Il "Condaghe di Santa Maria di Bonarcado", conservato nella Biblioteca Universitaria di Cagliari con l'identificativo 277, è composto da una serie di fascicoli manoscritti compilati tra gli inizi del XII e la metà del XIII secolo, e riporta i movimenti patrimoniali del monastero omonimo.
Il toponimo Bonarcado, nelle sue varianti "Bonarcatu, Bonarcato, Bonarcanto" tramandate dal condaghe, deriva dal greco Panàkhrantos "immacolata, purissima", l'attributo della Vergine Maria venerata in un santuario del luogo che fu sede monastica greca passata in seguito ai Camaldolesi.

L'insediamento dei Benedettini in questa località risale all'incirca al 1110, data riportata sulla più antica carta del condaghe, dalla quale risulta che il giudice arborense Costantino I de Lacon-Serra, con la moglie Anna de Zori e con il consenso dell'arcivescovo di Oristano, istituì un monastero in onore della Trinità e della Vergine, affidandolo all'abate camaldolese di San Zeno di Pisa, a condizione che vi inviasse propri monaci, perché reggessero il monastero, lavorassero, edificassero e si dedicassero alla cura dei campi.

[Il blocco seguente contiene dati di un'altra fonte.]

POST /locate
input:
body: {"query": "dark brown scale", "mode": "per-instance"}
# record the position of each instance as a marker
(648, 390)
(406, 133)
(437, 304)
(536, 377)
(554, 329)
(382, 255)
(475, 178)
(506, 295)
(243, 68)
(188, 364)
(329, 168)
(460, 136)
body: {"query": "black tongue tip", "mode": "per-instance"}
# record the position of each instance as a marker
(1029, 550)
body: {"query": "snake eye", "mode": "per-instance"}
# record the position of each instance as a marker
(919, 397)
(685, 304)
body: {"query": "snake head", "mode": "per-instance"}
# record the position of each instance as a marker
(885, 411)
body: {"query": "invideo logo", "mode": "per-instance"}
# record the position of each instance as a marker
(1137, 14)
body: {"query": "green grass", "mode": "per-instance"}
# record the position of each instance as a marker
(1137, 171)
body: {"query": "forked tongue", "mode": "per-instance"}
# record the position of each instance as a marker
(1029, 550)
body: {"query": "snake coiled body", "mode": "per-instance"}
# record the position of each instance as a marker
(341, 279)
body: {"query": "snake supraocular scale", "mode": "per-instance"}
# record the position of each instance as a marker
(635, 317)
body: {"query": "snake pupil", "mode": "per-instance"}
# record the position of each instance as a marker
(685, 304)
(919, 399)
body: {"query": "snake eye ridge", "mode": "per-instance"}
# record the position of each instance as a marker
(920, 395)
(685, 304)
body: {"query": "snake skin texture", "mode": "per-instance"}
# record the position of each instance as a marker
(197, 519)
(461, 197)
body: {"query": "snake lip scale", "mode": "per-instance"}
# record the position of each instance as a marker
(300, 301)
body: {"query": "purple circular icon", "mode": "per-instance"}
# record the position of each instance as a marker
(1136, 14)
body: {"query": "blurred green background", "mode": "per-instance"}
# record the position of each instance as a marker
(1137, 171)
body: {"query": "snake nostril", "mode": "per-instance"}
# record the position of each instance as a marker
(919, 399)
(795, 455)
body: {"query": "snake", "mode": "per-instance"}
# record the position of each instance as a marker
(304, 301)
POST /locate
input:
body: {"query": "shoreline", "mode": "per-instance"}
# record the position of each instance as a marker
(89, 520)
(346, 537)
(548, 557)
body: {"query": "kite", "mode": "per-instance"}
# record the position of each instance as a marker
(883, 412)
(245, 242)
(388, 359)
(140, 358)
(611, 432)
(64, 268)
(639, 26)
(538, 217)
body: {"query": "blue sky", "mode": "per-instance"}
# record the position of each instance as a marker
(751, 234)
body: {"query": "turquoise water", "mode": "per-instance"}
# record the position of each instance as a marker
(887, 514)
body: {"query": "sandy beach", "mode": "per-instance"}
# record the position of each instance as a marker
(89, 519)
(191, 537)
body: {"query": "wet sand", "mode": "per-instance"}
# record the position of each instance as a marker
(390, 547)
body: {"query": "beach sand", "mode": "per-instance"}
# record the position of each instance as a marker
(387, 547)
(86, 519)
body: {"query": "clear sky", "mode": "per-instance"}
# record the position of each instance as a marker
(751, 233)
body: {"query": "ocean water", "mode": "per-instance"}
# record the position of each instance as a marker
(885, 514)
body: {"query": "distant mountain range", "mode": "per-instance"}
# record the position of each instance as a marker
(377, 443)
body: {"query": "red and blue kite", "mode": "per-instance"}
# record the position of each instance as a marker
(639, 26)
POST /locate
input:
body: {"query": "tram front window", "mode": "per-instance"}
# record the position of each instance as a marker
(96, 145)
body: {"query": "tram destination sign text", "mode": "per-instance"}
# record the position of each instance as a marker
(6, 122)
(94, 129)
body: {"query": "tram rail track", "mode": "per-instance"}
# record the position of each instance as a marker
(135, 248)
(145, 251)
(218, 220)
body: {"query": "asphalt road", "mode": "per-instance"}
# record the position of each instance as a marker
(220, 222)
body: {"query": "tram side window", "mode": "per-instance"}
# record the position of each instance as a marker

Alla fondazione venivano legate nove chiese e beni di varia natura.

La consacrazione della chiesa camaldolese risale all'anno 1146/47, datazione probabile per due pergamene del condaghe, dalle quali risulta che il giudice arborense Barisone I de Lacon-Serra incrementò i possessi del monastero con la donazione di altri beni, in occasione della solenne cerimonia di consacrazione della "clesia nuova" di Santa Maria, avvenuta alla presenza dell'arcivescovo arborense Comita de Lacon. Oltre alla popolazione e ai rappresentanti delle curatorie arborensi, intervennero alla cerimonia l'arcivescovo di Pisa Villano (in qualità di legato pontificio) e gli altri tre giudici di Sardegna: Costantino-Salusio III di Cagliari, Gonnario di Torres, Costantino III di Gallura.
La dedica a Santa Maria e l'appellativo di "chiesa nuova" derivano all'abbazia dalla preesistenza di un più antico edificio di culto, tuttora presente e noto come "santuario" di Nostra Signora di Bonacattu, la cui ridottissima capienza giustifica l'esigenza di un nuovo e maggiormente rappresentativo edificio.
Nonostante la diretta dipendenza del monastero da Pisa, la fabbrica romanica della chiesa di Santa Maria di Bonarcado rivela modi toscani non vincolati alle forme pisane, ma rielaborati nella fase d'impianto con estrema precisione di taglio e messa in opera dei conci.